In questa fase di emergenza sanitaria provocata dalla diffusione del Coronavirus, tante associazioni, strutture ospedaliere e centri di ricerca si stanno mobilitando per offrire assistenza anche a chi soffre di altre patologie. È il caso del Centro per lo studio e la cura della malattia di Parkinson dell’Irccs Neuromed di Pozzilli in Molise e l’Associazione ParkinZone, che stanno portando avanti il progetto che prevede l’utilizzo di tecnologie telematiche per mantenere i contatti con tutti coloro che sono affetti da questa malattia e necessitano di aiuto.

Un progetto innovativo di medicina partecipativa in cui i pazienti possono porre le loro domande in diretta ed essere seguiti dagli esperti nei percorsi di attività fisica attraverso delle vere e proprie classi virtuali. “L’idea – ha spiegato Nicola Modugno, responsabile del Centro Parkinson – nasce dal concetto di espressione libera, in un rapporto diretto tra pazienti, medici ed esperti”.

Attualmente gli incontri si svolgono sulla piattaforma Zoom e raccolgono ogni giorno circa 70-80 persone.

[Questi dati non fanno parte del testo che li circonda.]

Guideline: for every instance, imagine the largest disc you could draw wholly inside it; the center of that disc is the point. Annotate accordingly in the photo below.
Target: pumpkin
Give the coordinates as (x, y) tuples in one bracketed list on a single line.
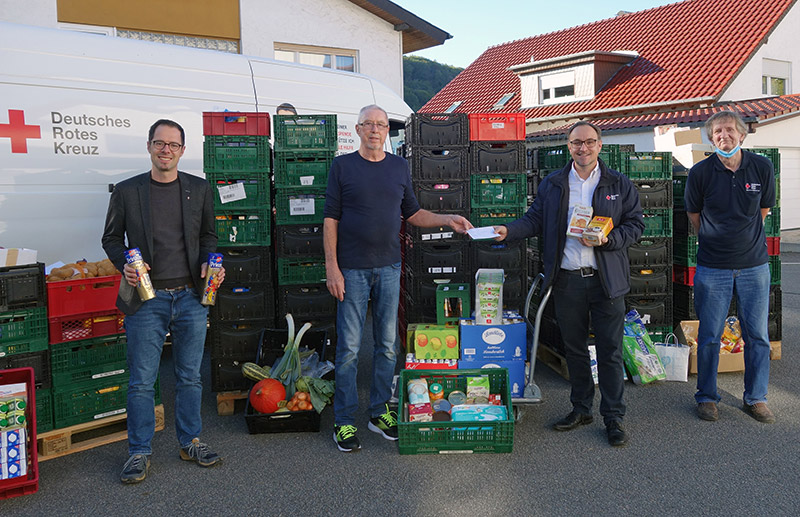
[(266, 394)]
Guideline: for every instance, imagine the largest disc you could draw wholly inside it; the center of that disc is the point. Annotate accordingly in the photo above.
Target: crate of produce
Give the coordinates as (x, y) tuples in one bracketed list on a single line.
[(235, 123), (235, 191), (236, 228), (496, 126), (497, 157), (437, 130), (302, 168), (299, 206), (442, 196), (301, 270), (306, 132), (439, 164), (70, 297), (22, 286), (498, 190), (236, 153), (88, 359), (444, 437)]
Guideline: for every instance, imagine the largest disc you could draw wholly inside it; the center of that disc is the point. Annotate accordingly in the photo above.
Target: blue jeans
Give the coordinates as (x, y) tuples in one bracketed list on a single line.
[(382, 285), (180, 313), (713, 289)]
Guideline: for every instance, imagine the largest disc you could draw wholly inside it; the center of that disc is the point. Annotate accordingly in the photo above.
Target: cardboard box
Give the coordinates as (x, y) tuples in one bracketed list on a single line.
[(496, 342)]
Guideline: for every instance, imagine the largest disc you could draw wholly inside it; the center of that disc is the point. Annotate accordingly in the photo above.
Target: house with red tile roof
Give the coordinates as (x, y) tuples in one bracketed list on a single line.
[(674, 64)]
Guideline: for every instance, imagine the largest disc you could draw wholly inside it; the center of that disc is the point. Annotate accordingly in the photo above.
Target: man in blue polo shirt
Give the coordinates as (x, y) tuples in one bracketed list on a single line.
[(728, 195)]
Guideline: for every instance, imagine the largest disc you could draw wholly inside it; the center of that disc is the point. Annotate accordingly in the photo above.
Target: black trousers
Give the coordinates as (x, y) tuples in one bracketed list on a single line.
[(576, 299)]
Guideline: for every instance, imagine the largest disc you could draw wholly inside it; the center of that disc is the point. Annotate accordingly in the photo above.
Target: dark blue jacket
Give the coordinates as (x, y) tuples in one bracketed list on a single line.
[(615, 197)]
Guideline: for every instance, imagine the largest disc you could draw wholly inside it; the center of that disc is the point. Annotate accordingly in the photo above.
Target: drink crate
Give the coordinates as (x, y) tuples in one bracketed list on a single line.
[(236, 228), (295, 206), (651, 252), (496, 157), (657, 222), (496, 126), (647, 165), (71, 297), (437, 130), (294, 132), (654, 193), (247, 265), (442, 196), (302, 168), (236, 153), (22, 286), (233, 123), (301, 270), (498, 190), (85, 326), (89, 359), (255, 187), (444, 164), (443, 437)]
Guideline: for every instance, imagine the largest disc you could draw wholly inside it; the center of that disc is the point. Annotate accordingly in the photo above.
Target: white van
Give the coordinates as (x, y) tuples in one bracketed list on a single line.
[(75, 110)]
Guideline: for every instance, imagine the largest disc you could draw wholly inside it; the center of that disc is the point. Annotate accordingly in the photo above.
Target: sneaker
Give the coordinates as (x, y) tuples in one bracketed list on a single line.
[(345, 438), (200, 453), (760, 412), (135, 469), (385, 424)]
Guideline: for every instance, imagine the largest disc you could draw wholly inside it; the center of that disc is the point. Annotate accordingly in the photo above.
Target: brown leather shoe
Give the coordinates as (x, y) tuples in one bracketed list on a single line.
[(708, 411), (760, 412)]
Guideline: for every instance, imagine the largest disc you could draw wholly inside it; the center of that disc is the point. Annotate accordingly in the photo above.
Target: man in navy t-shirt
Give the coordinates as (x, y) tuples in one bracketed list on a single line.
[(369, 194), (728, 195)]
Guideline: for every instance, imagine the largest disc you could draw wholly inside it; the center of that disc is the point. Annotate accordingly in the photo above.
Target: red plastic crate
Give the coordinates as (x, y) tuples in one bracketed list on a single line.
[(496, 126), (235, 123), (30, 483), (71, 297), (85, 326)]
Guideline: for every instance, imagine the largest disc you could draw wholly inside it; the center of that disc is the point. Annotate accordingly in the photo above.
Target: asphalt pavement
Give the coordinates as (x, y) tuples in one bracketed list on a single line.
[(675, 464)]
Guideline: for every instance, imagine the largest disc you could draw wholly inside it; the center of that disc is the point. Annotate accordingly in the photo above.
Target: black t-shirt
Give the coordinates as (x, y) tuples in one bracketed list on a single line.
[(731, 234)]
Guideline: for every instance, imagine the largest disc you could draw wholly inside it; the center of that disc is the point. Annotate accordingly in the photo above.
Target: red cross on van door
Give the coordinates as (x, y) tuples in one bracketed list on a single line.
[(18, 131)]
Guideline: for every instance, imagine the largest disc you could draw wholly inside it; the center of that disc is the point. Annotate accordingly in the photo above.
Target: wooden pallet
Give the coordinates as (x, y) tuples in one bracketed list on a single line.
[(80, 437)]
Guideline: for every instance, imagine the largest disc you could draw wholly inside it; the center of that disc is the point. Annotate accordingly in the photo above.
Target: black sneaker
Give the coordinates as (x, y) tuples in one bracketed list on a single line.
[(385, 424), (135, 469), (200, 453), (345, 438)]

Tra i temi trattati troviamo: creatività e Parkinson, ruolo della fisioterapia, mindfulness e stress, problemi personali e microbiota, disturbi della vista, Parkinson avanzato e terapie correlate, chirurgia del Parkinson, teatro, danza, nutrizione, genetica del Parkinson e disturbi del controllo degli impulsi.

L’intera iniziativa si basa sulla partecipazione diretta dei pazienti dell’associazione. “Abbiamo soprattutto cercato – ha spiegato Andrea Spila, volontario di ParkinZone e professionista nel campo delle tecnologie di comunicazione – la massima facilità di utilizzo, sia al computer che al cellulare. Le tecnologie che stiamo impiegando e le modalità di interazione sono rivolte a mantenere il clima di rapporto uno ad uno tra paziente e professionista sanitario, ma anche a creare il senso di una vera comunità. Comunità che, tra l’altro, si è estesa già a livello internazionale. Alcuni collegamenti, infatti, si sono svolti in collegamento con un’associazione di pazienti di Londra. Un dialogo in diretta con traduzione simultanea, proprio come se fossimo tutti presenti in una sala”.